For internal m¹A detection, 200 ng polyA⁺ RNA was isolated from TRMT6/61A stable knock-down cells and mock control cells respectively, and then was fragmented to 150 nt using magnesium RNA fragmentation buffer (NEB). Fragmented RNA was ligated to 3′ RNA linker (5′rAPP-AGATCGGAAGAGCGTCGTG-3SpC3) and then reverse transcription was carried out using TGIRT with the same RT condition as that of m¹A-MAP. The regions harboring m¹A were amplified by PCR using specific primers. The amplicons from different m¹A-containing regions were mixed together for each sample, and then subjected to DNA library construction using NEBNext® Ultra^™ II DNA Library Prep Kit for Illumina® (E7645) according to the manufacturer’s instructions. Deep sequencing for the libraries was performed on Illumina Hiseq X10 with paired-end 2×150 bp read length. Thus, the position of m¹A to be validated can be covered with sufficient reads for the examination of mutation rate. Specific PCR primers are listed below:

• NM_025099-m¹A5643-FWD: AAAAAGCTCGGTCCGGGTTC;

• NM_025099-m¹A5643-RVS: TTAGCCGCAAAATCACGCTG;

• NM_001193375-m¹A978-FWD: ACACCTGTCCAAGCCCTAAT;

• NM_001193375-m¹A978-RVS: CTGAGGGGCCCTTATTCCCA;

• NR_026951-m¹A659-FWD: ACGTCGGCTCGTTGGTCTAG;

• NR_026951-m¹A659-RVS: ACAGTCAAGCCTCCTGCAGC;

• NM_001256443-m¹A486-FWD: CAAGGTTCCAGGCGAAGGG;

• NM_001256443-m¹A486-RVS: AGCCGGGGTCTCTGTGG.

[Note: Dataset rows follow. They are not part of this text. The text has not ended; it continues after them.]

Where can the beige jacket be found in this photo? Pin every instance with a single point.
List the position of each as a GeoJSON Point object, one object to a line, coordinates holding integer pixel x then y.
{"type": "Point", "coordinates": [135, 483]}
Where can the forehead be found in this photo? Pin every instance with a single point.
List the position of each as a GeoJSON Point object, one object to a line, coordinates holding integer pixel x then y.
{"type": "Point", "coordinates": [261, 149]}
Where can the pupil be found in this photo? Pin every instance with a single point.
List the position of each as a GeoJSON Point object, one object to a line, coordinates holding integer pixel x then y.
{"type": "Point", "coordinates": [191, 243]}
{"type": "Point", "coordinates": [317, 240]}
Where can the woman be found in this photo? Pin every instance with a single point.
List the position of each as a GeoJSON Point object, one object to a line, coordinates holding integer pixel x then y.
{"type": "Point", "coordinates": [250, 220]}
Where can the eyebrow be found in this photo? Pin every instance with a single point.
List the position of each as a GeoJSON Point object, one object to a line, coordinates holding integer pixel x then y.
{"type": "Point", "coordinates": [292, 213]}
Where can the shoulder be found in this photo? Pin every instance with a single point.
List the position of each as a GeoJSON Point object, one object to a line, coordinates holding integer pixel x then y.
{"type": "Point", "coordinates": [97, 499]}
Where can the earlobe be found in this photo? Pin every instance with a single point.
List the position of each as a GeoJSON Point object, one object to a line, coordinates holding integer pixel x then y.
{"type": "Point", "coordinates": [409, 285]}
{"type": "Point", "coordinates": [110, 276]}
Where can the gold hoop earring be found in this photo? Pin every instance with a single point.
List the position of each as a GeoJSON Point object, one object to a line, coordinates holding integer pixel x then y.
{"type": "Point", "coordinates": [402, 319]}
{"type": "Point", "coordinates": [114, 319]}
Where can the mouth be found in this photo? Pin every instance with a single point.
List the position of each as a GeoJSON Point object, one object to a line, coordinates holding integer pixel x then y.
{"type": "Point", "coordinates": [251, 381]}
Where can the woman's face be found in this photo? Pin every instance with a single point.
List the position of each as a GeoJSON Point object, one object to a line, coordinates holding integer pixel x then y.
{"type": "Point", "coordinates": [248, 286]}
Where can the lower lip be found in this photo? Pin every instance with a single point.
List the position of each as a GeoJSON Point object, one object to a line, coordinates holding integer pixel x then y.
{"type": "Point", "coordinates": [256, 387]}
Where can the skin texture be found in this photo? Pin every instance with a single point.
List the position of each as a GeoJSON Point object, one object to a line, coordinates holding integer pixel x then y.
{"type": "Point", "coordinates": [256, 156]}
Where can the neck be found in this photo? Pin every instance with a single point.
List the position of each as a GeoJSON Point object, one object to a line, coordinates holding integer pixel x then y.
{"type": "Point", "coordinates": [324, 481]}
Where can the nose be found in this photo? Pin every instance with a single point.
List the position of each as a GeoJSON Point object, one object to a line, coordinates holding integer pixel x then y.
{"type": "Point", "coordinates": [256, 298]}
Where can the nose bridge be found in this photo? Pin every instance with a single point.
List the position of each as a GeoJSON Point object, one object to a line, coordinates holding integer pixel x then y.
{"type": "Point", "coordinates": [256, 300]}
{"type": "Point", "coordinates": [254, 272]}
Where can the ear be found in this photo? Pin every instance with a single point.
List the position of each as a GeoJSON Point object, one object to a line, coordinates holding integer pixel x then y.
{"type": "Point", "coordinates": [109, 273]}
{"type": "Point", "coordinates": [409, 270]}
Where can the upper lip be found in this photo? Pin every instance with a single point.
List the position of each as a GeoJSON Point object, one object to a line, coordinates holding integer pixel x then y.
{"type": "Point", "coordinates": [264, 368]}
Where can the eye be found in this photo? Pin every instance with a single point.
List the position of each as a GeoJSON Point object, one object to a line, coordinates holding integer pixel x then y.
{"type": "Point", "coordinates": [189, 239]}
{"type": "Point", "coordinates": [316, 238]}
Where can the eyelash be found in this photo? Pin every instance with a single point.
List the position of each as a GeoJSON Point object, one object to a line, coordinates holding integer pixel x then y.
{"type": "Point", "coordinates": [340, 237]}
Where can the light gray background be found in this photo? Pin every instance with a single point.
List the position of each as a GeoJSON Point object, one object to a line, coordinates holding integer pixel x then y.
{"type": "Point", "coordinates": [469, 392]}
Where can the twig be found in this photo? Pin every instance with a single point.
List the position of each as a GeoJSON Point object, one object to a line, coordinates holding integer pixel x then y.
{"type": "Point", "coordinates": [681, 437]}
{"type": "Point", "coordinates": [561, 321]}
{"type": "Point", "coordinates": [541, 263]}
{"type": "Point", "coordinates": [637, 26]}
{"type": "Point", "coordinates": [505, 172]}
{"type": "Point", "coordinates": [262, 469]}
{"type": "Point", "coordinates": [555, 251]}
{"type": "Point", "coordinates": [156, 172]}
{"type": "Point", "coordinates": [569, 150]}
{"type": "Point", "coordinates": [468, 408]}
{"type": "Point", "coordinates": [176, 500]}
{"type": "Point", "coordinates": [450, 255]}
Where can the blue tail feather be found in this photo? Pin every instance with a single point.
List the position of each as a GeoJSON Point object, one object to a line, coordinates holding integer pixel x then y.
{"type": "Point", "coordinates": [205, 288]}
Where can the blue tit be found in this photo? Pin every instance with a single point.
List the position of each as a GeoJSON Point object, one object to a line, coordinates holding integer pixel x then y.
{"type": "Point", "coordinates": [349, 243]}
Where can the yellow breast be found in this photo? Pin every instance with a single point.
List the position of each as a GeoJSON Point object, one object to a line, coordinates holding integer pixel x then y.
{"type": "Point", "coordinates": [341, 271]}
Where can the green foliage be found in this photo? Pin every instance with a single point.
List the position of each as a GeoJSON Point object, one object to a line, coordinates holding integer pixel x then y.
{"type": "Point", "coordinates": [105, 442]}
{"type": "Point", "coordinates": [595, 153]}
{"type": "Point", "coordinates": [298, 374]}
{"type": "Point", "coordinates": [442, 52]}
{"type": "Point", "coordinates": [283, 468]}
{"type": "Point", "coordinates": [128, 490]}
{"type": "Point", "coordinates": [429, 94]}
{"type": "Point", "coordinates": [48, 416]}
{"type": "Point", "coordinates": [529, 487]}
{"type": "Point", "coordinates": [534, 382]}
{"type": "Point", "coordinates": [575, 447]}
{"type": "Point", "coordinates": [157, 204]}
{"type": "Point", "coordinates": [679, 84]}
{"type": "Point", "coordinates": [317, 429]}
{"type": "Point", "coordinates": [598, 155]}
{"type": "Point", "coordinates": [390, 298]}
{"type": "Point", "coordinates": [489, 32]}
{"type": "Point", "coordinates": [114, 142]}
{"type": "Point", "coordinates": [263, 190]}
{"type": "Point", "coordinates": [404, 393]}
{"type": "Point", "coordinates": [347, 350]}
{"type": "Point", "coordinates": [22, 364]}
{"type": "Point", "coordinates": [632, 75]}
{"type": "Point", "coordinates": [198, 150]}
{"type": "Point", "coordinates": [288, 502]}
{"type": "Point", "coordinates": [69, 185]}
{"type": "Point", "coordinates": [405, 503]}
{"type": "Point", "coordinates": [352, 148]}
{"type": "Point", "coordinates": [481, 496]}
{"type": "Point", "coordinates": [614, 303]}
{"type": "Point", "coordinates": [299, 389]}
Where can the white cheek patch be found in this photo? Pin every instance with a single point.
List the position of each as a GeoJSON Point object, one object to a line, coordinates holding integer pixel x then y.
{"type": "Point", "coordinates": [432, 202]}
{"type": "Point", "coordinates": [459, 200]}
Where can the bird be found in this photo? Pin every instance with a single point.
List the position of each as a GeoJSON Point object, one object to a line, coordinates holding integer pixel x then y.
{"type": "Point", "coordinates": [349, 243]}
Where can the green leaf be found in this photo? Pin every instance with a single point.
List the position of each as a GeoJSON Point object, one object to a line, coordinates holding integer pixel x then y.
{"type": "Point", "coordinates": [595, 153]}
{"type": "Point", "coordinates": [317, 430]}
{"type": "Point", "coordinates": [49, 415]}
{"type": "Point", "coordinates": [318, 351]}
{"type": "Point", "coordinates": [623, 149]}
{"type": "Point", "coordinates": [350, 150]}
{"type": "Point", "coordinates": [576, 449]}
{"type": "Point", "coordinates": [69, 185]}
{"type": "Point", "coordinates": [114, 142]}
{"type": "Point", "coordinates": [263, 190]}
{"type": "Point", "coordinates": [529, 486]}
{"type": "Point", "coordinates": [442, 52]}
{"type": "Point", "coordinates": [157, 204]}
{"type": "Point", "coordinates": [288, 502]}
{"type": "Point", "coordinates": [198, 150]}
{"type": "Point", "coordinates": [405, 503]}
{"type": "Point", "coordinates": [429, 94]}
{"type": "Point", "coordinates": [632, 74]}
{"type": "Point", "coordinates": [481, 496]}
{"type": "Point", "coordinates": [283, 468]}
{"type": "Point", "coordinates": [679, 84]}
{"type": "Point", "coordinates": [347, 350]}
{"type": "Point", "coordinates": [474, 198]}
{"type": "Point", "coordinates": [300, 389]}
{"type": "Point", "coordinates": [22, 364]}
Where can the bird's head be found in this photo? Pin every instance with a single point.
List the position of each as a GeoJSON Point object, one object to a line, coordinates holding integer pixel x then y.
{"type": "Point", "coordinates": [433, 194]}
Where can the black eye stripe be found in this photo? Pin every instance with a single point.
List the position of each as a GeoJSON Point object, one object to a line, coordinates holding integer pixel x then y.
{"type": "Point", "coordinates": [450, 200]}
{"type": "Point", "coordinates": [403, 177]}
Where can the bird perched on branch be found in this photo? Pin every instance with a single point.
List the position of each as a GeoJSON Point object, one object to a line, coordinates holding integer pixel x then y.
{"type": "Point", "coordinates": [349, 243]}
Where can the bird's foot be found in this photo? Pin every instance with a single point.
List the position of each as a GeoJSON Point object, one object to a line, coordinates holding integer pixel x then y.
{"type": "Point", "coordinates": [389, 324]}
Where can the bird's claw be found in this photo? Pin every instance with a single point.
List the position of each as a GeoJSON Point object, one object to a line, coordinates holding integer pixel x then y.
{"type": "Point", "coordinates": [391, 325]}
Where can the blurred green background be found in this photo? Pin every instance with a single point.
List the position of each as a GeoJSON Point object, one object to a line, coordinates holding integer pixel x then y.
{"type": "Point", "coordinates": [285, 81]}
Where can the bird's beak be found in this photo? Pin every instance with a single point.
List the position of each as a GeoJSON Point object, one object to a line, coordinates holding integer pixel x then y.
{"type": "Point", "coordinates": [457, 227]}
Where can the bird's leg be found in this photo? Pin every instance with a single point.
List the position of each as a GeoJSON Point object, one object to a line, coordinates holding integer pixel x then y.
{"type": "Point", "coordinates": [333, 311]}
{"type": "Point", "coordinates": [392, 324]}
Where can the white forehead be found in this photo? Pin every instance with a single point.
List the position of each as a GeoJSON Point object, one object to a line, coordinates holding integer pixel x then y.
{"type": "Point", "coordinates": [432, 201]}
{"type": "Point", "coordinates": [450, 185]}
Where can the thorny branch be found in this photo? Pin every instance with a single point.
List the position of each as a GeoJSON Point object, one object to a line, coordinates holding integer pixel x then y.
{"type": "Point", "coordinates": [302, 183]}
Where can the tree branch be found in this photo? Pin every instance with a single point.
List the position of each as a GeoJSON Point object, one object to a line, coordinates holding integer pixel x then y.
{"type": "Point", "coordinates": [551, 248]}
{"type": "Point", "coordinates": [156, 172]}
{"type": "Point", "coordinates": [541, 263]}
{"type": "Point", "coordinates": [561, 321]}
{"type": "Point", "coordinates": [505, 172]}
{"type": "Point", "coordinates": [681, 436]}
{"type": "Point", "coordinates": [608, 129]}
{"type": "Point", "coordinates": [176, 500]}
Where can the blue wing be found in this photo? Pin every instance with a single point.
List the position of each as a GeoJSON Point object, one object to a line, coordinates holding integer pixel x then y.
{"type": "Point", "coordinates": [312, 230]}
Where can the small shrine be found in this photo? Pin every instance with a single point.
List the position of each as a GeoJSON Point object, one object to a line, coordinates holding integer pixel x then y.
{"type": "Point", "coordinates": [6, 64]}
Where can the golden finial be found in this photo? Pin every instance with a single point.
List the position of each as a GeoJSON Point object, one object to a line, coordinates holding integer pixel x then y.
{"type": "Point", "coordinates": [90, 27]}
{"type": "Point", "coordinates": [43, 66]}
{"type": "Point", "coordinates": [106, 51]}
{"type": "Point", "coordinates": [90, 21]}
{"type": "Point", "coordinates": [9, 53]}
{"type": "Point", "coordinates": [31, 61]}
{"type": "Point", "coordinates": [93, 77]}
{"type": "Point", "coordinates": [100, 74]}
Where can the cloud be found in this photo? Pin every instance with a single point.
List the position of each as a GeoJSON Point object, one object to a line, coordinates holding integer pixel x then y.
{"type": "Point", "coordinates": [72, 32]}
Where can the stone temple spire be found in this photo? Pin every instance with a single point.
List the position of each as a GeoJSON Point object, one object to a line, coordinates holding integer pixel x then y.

Purification of Mitochondrial 12S mt-rRNA

Total RNA was isolated from cells using TRIzol, according to the manufacturer’s instructions (Invitrogen). An additional DNase I treatment step was performed to avoid DNA contamination. Bring 200 μg DNAse I treated total RNA to volume of 160 μL in nuclease-free water, and then add 1 μL 12S mt-rRNA probe mix (20 μM each). The probe mix contains 4 3′-biotin labeled oligoes that specifically target 12S mt-rRNA and the sequences were listed as follows: 12S-probe-1: GAGCTAATAGAAAGGCTAGGAC; 12S-probe-2: TCTATTGACTTGGGTTAATC; 12S-probe-3: TTATCGATTACAGAACAGGCT; 12S-probe-4: TCTACTCTTAGTTTACTGCTAA. The RNA mixture was heated at 65 °C for 10 min and followed by chilling on the ice. 40 μL 5 × Binding buffer (1.5 M NaCl, 10 mM EDTA, 100 mM Tris, pH 7.4) was added into the RNA mixture and mixed well by pipetting. The RNA mixture was incubated at room temperature for about 30 minutes. 200 μL Streptavidin C1 Dynabeads (Invitrogen) was resuspended in 200 μL Binding Buffer (300 mM NaCl, 2 mM EDTA, 20 mM Tris, pH 7.4) and then added into the RNA mixture. The RNA beads mixture was incubated at room temperature for 40 minutes by gently rotating. The beads was washed with Washing Buffer (30 mM NaCl, 1 mM EDTA, 10 mM Tris, pH 7.4, 1% SDS) at 40 °C for four times. RNA was eluted from beads by adding 200 μL Elution buffer (5 mM EDTA, 10 mM Tris, pH 7.4, 1% SDS) and incubating at 70 °C for 10 minutes. Isolated RNA was recovered by ethanol precipitation and 12S mt-rRNA was further selected using 4% Urea-PAGE. The purity of isolated 12S mt-rRNA was checked using RNA 6000 Pico Chip on an Agilent 2100 Bioanalyzer (Agilent Technologies). The m¹A methylation level of 12S mt-rRNA was analyzed by quantitative LC-MS/MS.

Primer extension

The primer extension was performed as previously reported (Bar-Yaacov et al., 2016; Chujo and Suzuki, 2012) with several modifications.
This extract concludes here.